Por isso, foi lançado o programa “Escola em Casa”, que permite a realização da carga horária escolar da rede pública à distância por meio de videoaulas e audioaulas que reforçam as aulas que já estavam ocorrendo on-line desde abril deste ano.

As filhas de Edna estavam estudando por videoconferência, mas pelo celular da mãe. A família usa a internet de um vizinho, que divide o Wi-fi. Professora de história, Edna disse que as transmissões pela rádio facilitaram mais ainda os estudos das filhas.

“Em dezembro, quando voltei da aldeia, meu vizinho passou a dividir a internet antes da pandemia. Graças a Deus, quando aconteceu já tinha internet dele, cada um se virou como pôde. As meninas tinham material impresso na escola.

Paixão pelo rádio

De manhã cedo, Edna faz o café, liga o aparelho de rádio, arruma a caixa de som na varanda e senta ao lado de Tamar Luiza, de 6 anos, Nêtê, de 8, e Saná, de 10, para acompanhar as aulas.

Ela faz questão de estar perto e ajudar as filhas nas lições e dúvidas. A varanda vira uma sala de aula na casa simples da família.

“É bem na hora do café delas. Ligo o rádio lá na parte de trás e fico esperando com elas. Não quis mexer mais com a TV e quero que se apaixonem pelo rádio também, assim como eu sou. Amo o rádio, é uma das melhores formas de comunicação, acredito mais na informação do rádio do que na da TV. Não sei porque, mas tenho esse sentimento”, relatou.

Pelo período da tarde, a indígena acompanha as filhas Wakayawa, de 12 anos, e Shanupanã 13 anos, nas lições. Ela diz que ouve de alguns pais relatarem dificuldades com a nova modalidade, mas para ela a mudança ajudou.

“Sei que está difícil para os pais, faço parte de alguns grupos e sei que têm reclamações com essa nova modalidade, mas não é uma coisa para se desesperar. A preocupação era que algumas crianças estavam em colônias e não podiam acompanhar, mas agora tem dessa forma”, frisou.

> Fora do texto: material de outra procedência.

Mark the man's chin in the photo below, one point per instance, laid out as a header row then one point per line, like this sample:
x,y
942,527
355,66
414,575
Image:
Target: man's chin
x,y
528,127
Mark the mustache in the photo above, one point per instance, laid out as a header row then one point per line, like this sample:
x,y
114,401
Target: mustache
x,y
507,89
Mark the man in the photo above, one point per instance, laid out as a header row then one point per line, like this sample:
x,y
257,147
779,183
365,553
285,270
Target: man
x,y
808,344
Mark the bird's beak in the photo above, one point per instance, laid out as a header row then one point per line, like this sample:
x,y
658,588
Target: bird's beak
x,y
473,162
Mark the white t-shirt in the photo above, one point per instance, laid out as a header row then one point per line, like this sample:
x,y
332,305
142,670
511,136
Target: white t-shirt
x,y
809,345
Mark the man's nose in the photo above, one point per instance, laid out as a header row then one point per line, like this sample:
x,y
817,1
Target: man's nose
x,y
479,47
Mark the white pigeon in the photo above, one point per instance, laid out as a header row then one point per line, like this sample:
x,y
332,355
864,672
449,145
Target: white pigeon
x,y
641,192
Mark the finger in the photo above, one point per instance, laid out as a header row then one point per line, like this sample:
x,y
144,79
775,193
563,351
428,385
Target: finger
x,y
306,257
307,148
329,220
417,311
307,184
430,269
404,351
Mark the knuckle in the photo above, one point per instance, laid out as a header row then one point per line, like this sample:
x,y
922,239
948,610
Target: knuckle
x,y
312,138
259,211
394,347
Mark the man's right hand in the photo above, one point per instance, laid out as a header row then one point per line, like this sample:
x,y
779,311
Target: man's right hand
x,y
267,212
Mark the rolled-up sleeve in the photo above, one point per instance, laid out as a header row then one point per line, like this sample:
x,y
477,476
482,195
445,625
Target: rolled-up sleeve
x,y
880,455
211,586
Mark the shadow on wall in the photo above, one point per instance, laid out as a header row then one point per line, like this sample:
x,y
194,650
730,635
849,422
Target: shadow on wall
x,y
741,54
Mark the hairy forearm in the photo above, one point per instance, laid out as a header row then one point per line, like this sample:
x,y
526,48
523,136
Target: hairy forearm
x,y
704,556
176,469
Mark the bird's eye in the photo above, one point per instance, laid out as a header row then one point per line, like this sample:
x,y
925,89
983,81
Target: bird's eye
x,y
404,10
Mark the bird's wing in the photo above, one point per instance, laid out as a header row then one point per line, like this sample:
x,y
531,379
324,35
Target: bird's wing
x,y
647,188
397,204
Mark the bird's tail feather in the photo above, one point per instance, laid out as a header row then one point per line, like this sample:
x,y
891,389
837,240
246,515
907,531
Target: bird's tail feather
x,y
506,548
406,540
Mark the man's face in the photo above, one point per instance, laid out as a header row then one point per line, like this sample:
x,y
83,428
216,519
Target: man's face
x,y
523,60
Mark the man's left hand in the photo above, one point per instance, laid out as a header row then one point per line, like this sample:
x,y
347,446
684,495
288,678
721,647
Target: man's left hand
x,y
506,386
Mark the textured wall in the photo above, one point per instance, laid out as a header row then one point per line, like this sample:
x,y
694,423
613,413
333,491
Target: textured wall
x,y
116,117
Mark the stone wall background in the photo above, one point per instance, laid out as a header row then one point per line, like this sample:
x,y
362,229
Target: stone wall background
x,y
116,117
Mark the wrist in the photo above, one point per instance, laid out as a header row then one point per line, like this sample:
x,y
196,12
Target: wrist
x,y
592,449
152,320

Edna era professora provisória, mas o contrato venceu e ela está desempregada. Com a quarentena, a família está vivendo de doações e ajuda de conhecidos. Mesmo com as dificuldades, a professora deixa os problemas de lado e faz questão de ajudar as filhas a manterem os estudos em dia.

“Eu reviso com elas, acompanho as lições, leio com elas. Acompanho tudo. Meu pai não sabia de nada, mas ganhei um legado dele. O primeiro presente que ele me deu foi um livro, ele queria que a gente estudasse, porque dizia que o nosso emprego era o nosso marido. Falava que a gente tinha que lutar pelo nosso lugar, por respeito, e não quero que minhas filhas passem por preconceitos. Podem ser pobres, mas sabem seus direitos e deveres. Ensino de tudo para minhas folhas”, concluiu. Do G1 Acre.